As one of the few EU countries to open its borders to workers from the new Member States, the UK has benefitted from an influx of primarily young Poles and other central Europeans prepared to leave their homes and families and take advantage of the opportunity offered to them in the UK.

There's quite a lot of hysterical ranting from the British gutter press about the new workers 'coming over here and taking our jobs' but the UK has really benefitted from the arrangement and other countries, most recently Spain, are following their lead and inviting the new members to be a *proper* part of the EU club.

I went to London at the weekend with a couple of Poles and saw evidence not only of the new generation of Poles to have taken up residence in Britain, but met some Poles who have been in the country for 40 years.

Marek's great-Uncle was in the RAF and is now a British citizen. 'They didn't want to, but I had fought for them and they had to let me become British' he told me, with a twinkle in his eye. His late brother-in-law was a Catholic priest who came to England and built up a Polish Catholic community in Ealing. We went into the church and heard the end of a mass, in Polish. I scanned the notice board which was crammed with posters for events, a mix of English and Polish. We walked past the kitchens, serving soup and Polish dishes to a group of pensioners.

Later we went to Fawley Court, a Christopher Wren stately home in Henley-on-Thames in which Marek's other great-Uncle, the Catholic priest, had lived and worked. The house and main park had been bought in 1953 by the Congregation of Marian fathers, who started a school for Polish boys and started renovating the estate. We met a very jolly Priest who ate Polish-style dinner with us, teased me and Marek about the absense of any wedding plans, and showed us round the museum and house.

I never realised that Polish was going to be such a useful language to learn but in the four days we were in London, we met Polish tourists and Polish hotel staff and heard Polish being spoken on the streets. When we walked down the road we saw signs for Polish beer, newspaper racks for Polish papers and were told about Polish shops. Forget the Chinese, I reckon the Poles are going to be the superpower of tomorrow.

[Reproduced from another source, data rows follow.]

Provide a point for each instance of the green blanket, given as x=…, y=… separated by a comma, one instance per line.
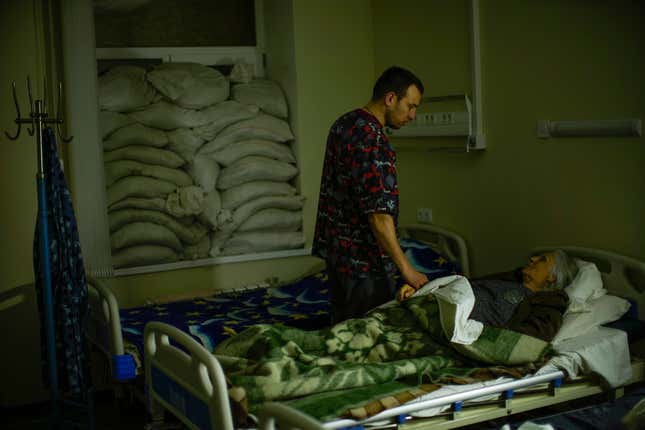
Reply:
x=388, y=351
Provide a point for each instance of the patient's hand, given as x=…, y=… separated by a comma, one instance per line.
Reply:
x=405, y=292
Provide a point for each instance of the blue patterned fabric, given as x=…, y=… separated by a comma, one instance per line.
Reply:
x=303, y=304
x=426, y=260
x=210, y=320
x=69, y=288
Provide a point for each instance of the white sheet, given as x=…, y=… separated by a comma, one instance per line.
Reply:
x=605, y=352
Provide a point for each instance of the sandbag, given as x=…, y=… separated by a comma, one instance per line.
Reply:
x=265, y=94
x=212, y=207
x=222, y=115
x=190, y=85
x=145, y=154
x=190, y=234
x=255, y=168
x=236, y=196
x=185, y=201
x=135, y=134
x=241, y=73
x=168, y=116
x=263, y=126
x=244, y=148
x=185, y=142
x=204, y=171
x=153, y=203
x=144, y=233
x=115, y=170
x=241, y=214
x=124, y=89
x=199, y=250
x=109, y=122
x=273, y=219
x=143, y=255
x=254, y=242
x=138, y=186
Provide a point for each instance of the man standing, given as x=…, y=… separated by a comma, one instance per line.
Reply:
x=359, y=200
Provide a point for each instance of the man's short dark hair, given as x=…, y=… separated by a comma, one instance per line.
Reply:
x=395, y=79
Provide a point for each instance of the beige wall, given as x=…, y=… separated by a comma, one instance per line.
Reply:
x=21, y=48
x=541, y=60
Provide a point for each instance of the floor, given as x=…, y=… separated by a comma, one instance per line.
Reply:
x=131, y=414
x=109, y=415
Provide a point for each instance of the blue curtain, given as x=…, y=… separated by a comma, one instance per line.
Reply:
x=69, y=288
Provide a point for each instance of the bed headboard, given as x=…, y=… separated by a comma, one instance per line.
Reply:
x=621, y=275
x=447, y=243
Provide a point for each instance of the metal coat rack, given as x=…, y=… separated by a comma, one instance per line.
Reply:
x=38, y=120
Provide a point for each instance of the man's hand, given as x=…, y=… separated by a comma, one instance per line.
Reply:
x=414, y=281
x=414, y=278
x=405, y=292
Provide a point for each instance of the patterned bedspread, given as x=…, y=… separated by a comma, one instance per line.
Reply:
x=303, y=304
x=211, y=319
x=333, y=371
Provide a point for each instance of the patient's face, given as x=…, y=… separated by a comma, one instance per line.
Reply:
x=537, y=274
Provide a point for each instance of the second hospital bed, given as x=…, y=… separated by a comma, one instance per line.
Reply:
x=209, y=319
x=189, y=381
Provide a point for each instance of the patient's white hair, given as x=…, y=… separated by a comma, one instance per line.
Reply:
x=564, y=270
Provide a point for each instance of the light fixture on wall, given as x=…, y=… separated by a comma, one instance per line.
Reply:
x=594, y=128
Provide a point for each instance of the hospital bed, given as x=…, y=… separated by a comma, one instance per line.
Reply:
x=187, y=380
x=118, y=333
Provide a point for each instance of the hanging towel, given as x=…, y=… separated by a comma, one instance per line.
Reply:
x=69, y=288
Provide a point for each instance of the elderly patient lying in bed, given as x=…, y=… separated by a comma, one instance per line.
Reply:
x=529, y=300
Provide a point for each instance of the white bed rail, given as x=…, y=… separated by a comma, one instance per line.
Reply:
x=185, y=378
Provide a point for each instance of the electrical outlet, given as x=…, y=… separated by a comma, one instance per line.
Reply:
x=424, y=215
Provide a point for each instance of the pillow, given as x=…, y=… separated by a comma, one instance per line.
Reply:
x=426, y=260
x=587, y=285
x=602, y=310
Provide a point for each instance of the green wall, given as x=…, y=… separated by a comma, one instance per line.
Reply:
x=540, y=60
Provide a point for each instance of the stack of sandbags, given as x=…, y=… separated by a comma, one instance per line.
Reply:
x=183, y=160
x=257, y=165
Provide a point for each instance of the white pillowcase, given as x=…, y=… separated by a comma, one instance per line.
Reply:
x=587, y=285
x=602, y=310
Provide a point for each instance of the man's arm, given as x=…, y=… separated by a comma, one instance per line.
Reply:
x=382, y=226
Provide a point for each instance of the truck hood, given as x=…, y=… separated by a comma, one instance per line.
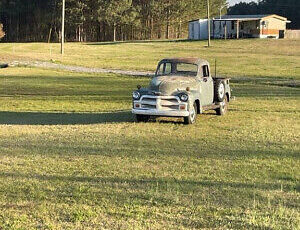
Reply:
x=167, y=85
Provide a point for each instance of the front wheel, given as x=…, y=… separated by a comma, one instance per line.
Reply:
x=142, y=118
x=191, y=119
x=224, y=107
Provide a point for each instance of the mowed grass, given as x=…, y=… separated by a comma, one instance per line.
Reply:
x=71, y=157
x=249, y=57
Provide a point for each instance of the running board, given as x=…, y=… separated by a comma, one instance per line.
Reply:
x=211, y=107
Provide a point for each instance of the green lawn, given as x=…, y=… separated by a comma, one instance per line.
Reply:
x=249, y=57
x=71, y=156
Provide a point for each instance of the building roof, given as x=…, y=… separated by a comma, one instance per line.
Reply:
x=247, y=17
x=254, y=17
x=191, y=60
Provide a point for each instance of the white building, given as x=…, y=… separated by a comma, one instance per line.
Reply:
x=239, y=26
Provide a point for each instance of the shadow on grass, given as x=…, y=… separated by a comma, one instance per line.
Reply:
x=150, y=182
x=141, y=42
x=35, y=118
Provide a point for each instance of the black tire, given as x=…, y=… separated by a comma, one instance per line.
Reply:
x=219, y=91
x=191, y=119
x=142, y=118
x=224, y=107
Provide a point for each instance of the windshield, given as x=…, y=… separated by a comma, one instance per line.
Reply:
x=180, y=69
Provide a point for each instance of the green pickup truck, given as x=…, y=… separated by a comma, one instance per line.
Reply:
x=181, y=87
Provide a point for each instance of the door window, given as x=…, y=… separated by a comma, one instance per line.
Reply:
x=205, y=71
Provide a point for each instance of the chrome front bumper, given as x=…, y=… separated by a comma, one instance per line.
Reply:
x=168, y=106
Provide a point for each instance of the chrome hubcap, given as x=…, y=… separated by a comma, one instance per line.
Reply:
x=193, y=114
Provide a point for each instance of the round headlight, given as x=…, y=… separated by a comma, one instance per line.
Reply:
x=136, y=95
x=184, y=97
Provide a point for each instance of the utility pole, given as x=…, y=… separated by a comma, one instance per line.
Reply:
x=208, y=24
x=63, y=26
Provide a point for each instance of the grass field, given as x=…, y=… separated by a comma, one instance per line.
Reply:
x=256, y=58
x=71, y=156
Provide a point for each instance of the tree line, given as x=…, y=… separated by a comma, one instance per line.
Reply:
x=286, y=8
x=100, y=20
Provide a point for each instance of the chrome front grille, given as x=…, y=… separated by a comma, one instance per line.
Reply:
x=160, y=102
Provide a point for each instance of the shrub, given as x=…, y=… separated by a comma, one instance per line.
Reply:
x=2, y=33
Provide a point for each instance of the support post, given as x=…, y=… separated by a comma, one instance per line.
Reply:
x=225, y=30
x=208, y=24
x=63, y=27
x=237, y=29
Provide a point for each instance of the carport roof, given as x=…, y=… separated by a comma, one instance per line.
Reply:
x=247, y=17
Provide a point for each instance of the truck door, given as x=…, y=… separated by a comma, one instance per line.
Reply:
x=206, y=86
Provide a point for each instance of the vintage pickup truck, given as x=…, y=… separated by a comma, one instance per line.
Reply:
x=181, y=87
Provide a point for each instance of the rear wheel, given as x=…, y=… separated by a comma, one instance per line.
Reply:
x=191, y=119
x=219, y=91
x=224, y=107
x=142, y=118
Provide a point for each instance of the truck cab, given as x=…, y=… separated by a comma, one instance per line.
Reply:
x=181, y=87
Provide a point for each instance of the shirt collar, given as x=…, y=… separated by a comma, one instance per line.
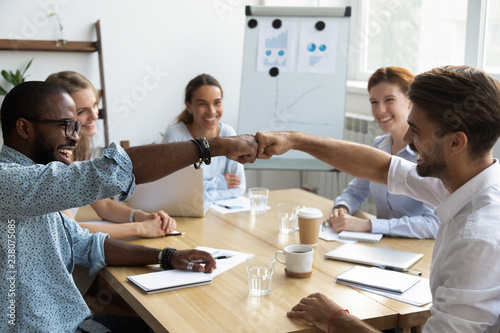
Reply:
x=462, y=196
x=387, y=141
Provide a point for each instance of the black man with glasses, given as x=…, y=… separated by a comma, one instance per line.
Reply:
x=39, y=246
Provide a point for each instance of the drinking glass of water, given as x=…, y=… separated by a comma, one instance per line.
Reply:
x=287, y=215
x=260, y=271
x=258, y=200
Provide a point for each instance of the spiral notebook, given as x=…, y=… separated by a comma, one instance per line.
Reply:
x=360, y=236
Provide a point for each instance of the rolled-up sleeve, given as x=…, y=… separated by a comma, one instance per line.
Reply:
x=75, y=185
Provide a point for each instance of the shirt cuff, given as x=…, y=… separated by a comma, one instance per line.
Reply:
x=98, y=261
x=380, y=226
x=118, y=154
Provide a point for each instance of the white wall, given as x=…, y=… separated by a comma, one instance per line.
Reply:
x=151, y=50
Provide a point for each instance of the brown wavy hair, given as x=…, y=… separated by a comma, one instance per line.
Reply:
x=397, y=76
x=460, y=98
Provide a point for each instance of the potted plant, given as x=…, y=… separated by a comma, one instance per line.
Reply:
x=14, y=78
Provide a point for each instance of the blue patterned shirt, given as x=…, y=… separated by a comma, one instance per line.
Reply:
x=39, y=246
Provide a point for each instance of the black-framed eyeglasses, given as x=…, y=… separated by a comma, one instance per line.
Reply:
x=70, y=126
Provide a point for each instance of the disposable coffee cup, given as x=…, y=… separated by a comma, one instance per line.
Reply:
x=309, y=222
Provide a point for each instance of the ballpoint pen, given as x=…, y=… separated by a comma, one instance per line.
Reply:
x=402, y=270
x=229, y=207
x=216, y=258
x=176, y=234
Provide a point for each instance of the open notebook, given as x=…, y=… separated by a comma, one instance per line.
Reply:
x=178, y=194
x=374, y=256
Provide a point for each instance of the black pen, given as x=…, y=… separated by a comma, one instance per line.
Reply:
x=402, y=270
x=216, y=258
x=229, y=207
x=176, y=234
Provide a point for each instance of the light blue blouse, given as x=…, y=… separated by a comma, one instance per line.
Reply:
x=39, y=246
x=214, y=183
x=397, y=215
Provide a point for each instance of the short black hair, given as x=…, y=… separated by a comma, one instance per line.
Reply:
x=26, y=100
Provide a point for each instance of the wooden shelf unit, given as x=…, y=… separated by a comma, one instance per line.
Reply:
x=70, y=46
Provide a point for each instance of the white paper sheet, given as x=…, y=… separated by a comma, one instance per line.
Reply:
x=175, y=279
x=330, y=235
x=276, y=47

At 3/22/2006 03:57:00 PM, Blogger Gustav said...

And we don't blink an eye when we walk down a street in Warsaw with signs in English, with English bookshops and restaurants with English or American food. Hearing English in Warsaw, Krakow, Wroclaw or Gdansk is hardly surprising.

Welcome to the new world order of labor mobility.

Fun, ain't it?

At 3/22/2006 04:21:00 PM, Blogger Aaron Fowles said...

Check this out:

I don't agree that Poland is going to be the superpower of tomorrow. Chicago has had advertisements for Polish beer for about 100 years now and nothing's happened. Granted it's different than the situation in London where, to the best of my knowledge, Polish is absolutely ubiquitous and not confined to one neighborhood.